May 6, 2008 By Reid Goldsborough
The latest round of statistics about the Internet presents an intriguing picture of how this international medium is evolving. Some of the statistics are to be expected, but some are surprising.
For help with common problems, more Americans now use the Internet rather than consult experts or family members, according to the latest Pew Internet & American Life Project survey. Fifty-eight percent of those surveyed use the Internet while 53 percent turn to professionals such as doctors, lawyers or financial experts, and 45 percent seek out friends and family members.
The survey indicated that 77 percent of Americans now have Internet access, with 64 percent having broadband access and 13 percent having slower dial-up access. Those with dial-up access are generally poorer, older, less educated and more likely to rely on TV and radio for information than broadband users.
More Americans than ever are using the Internet to help them choose the next U.S. president, according to Pew. About 24 percent of Americans say they regularly learn something about the presidential campaign from the Internet, which is up from 13 percent during the 2004 campaign.
The Internet may have been invented by Americans, but other countries are currently taking to it with more enthusiasm, according to a new Harris survey done for Symantec.

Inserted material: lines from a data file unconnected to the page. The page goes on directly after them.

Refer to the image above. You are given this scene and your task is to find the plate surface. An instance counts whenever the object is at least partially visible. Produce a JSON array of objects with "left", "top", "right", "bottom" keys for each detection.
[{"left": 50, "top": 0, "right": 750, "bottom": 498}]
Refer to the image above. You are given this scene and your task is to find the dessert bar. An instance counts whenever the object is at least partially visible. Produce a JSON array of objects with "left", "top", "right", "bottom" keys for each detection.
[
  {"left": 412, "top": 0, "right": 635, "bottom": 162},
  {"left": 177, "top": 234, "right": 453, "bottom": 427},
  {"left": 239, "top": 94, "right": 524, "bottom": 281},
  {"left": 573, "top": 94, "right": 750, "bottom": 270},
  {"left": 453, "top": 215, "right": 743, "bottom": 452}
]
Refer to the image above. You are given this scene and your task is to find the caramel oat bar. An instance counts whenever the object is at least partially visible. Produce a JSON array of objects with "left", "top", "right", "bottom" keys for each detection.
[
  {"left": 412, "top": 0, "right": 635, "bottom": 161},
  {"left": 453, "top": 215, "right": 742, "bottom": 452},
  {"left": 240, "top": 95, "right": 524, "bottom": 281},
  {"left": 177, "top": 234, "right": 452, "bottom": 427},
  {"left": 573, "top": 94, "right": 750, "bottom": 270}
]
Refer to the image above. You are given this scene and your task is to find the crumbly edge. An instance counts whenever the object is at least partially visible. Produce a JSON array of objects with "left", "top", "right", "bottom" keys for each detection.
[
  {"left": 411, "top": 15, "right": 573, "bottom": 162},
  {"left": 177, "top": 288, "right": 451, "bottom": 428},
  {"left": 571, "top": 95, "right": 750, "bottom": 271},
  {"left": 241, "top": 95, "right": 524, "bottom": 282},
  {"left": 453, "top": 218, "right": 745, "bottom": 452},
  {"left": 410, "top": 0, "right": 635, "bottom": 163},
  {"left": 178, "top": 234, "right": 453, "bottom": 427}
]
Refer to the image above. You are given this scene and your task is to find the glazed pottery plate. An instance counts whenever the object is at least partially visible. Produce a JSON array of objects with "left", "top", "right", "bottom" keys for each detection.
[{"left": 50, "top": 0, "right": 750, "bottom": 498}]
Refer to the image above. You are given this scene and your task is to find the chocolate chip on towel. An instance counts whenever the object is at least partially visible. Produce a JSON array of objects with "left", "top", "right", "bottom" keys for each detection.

The Chinese are by far the most active bloggers among the eight countries surveyed. Eighty-six percent of adults with online access in China spend time on their personal blogs, compared with 44 percent in Brazil, 39 percent in Japan, 20 percent in the United States, 19 percent in the UK, 18 percent in France, 17 percent in Australia and 13 percent in Germany.

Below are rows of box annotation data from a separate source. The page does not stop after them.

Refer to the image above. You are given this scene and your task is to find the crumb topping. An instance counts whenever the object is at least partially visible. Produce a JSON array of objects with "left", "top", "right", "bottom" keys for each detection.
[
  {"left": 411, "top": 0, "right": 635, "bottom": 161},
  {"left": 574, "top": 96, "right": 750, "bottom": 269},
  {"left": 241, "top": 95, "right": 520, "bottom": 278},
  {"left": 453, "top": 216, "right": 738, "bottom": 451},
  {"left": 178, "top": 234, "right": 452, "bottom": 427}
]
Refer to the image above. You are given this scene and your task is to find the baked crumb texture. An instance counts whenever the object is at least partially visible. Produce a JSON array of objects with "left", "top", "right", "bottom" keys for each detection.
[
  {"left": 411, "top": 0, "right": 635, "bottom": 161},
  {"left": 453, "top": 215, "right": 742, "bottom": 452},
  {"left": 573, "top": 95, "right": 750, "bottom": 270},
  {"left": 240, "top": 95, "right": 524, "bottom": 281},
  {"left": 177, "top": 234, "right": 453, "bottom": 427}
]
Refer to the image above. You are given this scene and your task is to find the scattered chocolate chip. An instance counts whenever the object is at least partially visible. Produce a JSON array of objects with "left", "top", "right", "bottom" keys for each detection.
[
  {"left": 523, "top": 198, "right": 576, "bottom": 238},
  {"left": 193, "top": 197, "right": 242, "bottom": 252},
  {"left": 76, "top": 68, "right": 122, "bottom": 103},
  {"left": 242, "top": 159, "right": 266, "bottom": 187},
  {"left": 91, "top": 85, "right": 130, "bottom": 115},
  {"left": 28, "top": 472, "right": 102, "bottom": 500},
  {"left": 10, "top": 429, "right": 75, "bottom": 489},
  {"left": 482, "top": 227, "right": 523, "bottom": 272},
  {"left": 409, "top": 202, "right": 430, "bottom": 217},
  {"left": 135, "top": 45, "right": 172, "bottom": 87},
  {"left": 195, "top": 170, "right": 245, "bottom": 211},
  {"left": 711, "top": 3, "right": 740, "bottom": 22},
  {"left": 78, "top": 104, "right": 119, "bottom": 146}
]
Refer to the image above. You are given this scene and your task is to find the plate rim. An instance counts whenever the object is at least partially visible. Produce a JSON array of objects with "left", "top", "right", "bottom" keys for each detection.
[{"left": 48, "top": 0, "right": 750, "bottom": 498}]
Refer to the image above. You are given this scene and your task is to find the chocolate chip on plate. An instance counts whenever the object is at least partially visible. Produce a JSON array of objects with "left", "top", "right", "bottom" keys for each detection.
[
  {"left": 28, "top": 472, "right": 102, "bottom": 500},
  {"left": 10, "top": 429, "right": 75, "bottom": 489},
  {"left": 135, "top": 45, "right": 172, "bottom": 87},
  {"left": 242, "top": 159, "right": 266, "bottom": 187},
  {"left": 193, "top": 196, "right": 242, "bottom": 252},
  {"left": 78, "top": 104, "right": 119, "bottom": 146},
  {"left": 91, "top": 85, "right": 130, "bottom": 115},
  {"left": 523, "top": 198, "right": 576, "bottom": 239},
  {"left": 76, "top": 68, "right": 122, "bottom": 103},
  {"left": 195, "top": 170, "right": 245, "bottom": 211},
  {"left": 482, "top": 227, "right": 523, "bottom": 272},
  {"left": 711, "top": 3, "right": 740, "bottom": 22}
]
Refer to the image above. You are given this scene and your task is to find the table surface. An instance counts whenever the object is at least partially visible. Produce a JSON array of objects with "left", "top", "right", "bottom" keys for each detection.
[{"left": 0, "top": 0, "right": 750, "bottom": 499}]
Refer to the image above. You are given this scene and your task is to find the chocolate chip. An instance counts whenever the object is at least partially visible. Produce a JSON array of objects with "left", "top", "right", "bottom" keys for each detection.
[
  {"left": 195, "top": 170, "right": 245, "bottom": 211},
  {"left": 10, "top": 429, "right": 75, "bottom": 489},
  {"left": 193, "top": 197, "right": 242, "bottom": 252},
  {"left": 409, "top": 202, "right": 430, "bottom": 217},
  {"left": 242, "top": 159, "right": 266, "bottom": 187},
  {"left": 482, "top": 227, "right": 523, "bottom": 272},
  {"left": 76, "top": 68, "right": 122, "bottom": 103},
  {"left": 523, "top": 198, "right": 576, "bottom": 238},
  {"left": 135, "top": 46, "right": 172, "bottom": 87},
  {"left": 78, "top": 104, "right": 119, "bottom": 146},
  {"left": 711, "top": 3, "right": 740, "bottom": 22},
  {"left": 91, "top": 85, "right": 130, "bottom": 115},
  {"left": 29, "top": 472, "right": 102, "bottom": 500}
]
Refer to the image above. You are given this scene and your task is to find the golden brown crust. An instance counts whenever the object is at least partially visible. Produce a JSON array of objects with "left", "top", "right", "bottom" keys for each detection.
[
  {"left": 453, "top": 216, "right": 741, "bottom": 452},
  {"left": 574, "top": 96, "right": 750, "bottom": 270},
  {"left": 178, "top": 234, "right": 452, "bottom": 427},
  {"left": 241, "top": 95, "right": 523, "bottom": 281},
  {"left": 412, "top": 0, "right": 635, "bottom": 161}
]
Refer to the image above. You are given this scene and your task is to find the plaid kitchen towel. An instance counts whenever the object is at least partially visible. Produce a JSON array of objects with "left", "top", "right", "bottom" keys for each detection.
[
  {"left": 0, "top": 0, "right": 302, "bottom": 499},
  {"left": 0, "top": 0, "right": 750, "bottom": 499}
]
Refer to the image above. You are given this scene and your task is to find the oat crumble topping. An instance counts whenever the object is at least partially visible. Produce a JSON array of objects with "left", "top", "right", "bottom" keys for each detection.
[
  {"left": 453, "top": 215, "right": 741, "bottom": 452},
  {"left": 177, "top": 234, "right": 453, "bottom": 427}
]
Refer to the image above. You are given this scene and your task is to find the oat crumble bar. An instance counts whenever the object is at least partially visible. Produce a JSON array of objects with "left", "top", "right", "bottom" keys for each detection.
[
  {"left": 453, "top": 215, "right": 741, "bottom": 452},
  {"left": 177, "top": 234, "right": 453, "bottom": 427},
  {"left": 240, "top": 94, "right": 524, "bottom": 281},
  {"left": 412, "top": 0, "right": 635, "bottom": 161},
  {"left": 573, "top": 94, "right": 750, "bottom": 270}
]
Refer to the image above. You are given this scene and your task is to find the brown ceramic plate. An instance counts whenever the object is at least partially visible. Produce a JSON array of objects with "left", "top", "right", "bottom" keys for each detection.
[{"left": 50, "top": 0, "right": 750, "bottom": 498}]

Some countries are also more active than America at retrieving news and opinion. Ninety-three percent of adults online in Brazil spend time following news sites and blogs compared with 92 percent in China, 83 percent in Japan, 77 percent in the United States, 76 percent in France, 75 percent in Australia, 71 percent in Germany and 66 percent in the UK.

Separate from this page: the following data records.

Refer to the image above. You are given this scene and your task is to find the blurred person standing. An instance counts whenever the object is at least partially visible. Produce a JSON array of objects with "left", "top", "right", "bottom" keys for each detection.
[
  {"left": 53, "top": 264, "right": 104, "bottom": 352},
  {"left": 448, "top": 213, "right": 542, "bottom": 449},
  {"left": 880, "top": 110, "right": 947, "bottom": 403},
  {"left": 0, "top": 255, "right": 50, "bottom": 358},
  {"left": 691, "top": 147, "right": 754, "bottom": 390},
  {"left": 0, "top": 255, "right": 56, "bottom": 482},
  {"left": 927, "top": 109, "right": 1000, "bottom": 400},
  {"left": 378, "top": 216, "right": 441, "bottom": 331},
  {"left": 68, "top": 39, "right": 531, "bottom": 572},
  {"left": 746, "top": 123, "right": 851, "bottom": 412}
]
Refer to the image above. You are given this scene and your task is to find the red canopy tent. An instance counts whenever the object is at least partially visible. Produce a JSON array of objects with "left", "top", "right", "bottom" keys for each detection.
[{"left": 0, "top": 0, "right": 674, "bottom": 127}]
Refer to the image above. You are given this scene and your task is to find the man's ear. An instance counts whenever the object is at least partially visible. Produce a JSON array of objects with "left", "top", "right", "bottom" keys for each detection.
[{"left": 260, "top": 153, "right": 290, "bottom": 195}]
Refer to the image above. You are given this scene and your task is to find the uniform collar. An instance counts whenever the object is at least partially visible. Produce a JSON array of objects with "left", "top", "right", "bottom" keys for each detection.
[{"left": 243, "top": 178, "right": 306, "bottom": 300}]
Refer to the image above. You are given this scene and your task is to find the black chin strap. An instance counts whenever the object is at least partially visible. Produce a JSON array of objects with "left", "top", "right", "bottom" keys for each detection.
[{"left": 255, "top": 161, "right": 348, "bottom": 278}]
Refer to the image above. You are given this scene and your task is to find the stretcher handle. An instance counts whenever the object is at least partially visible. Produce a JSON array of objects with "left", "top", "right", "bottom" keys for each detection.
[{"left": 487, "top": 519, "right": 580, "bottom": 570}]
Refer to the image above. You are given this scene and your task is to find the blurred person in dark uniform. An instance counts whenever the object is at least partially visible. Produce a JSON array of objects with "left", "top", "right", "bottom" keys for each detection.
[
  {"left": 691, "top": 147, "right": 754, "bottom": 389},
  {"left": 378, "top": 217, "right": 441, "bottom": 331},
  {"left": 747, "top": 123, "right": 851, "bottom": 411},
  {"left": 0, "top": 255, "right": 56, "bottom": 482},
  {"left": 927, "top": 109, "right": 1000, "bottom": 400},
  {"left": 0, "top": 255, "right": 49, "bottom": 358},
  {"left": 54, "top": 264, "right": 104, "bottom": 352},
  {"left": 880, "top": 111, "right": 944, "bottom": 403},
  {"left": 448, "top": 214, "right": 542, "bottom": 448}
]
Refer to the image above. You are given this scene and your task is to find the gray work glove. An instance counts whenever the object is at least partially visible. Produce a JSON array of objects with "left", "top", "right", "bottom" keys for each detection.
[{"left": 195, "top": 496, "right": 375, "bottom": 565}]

The UK leads online shopping, with 96 percent of online users buying merchandise online. This compares with 93 percent in Germany, 90 percent in both the United States and Japan, 89 percent in France, 86 percent in China, 84 percent in Australia and 81 percent in Brazil.
Personal finance on the Web isn't quite as popular as shopping, but the majority of online users in the countries surveyed have handled some financial transactions on the Internet. China leads the way with 87 percent of Web-connected adults doing online banking or paying bills online at least sometimes. This is followed by 85 percent in the UK, 84 percent in France, 81 percent in Australia, 79 percent in the United States, 78 percent in Germany, 74 percent in Japan and 68 percent in Brazil.
When it comes to making friends online, the Chinese are also out front, with 84 percent who have online access doing so. This compares with 77 percent for Brazil, 54 percent for Australia, 45 percent for the United States and Germany, 42 percent for the UK, 38 percent for Japan and 31 percent for France.
Among the newest Internet activities is watching or downloading movies. In the United States, 41 percent of adults and 46 percent of children online do this at least sometimes. In China, the figures are 97 percent of adults and 96 percent of children. China also leads the world in downloading music with 97 percent of adults and 98 percent of kids online doing so; it's much lower in the United States - 56 percent of both adults and kids.
As you might expect, the most popular Internet activity among kids is games. In the United States, 96 percent of kids and 74 percent of adults online play games. In China, the figures are 99 percent and 95 percent, respectively.
Despite the presence of spam, viruses, and phishing, e-mail remains the most popular Internet activity among adults, with 97 percent to 99 percent of adults online in all countries surveyed exchanging e-mail.
According to the most recent Nielsen survey on the subject, the United States' 10 most popular Web sites, in order, are: Google, Yahoo, Microsoft, MSN/Windows Live, AOL Media Network, YouTube, Fox Interactive Media, Amazon, eBay and Apple. Google leads search engines and is used for 56 percent of all the Web searches, compared with 18 percent for Yahoo and 14 percent for MSN/Windows Live Search.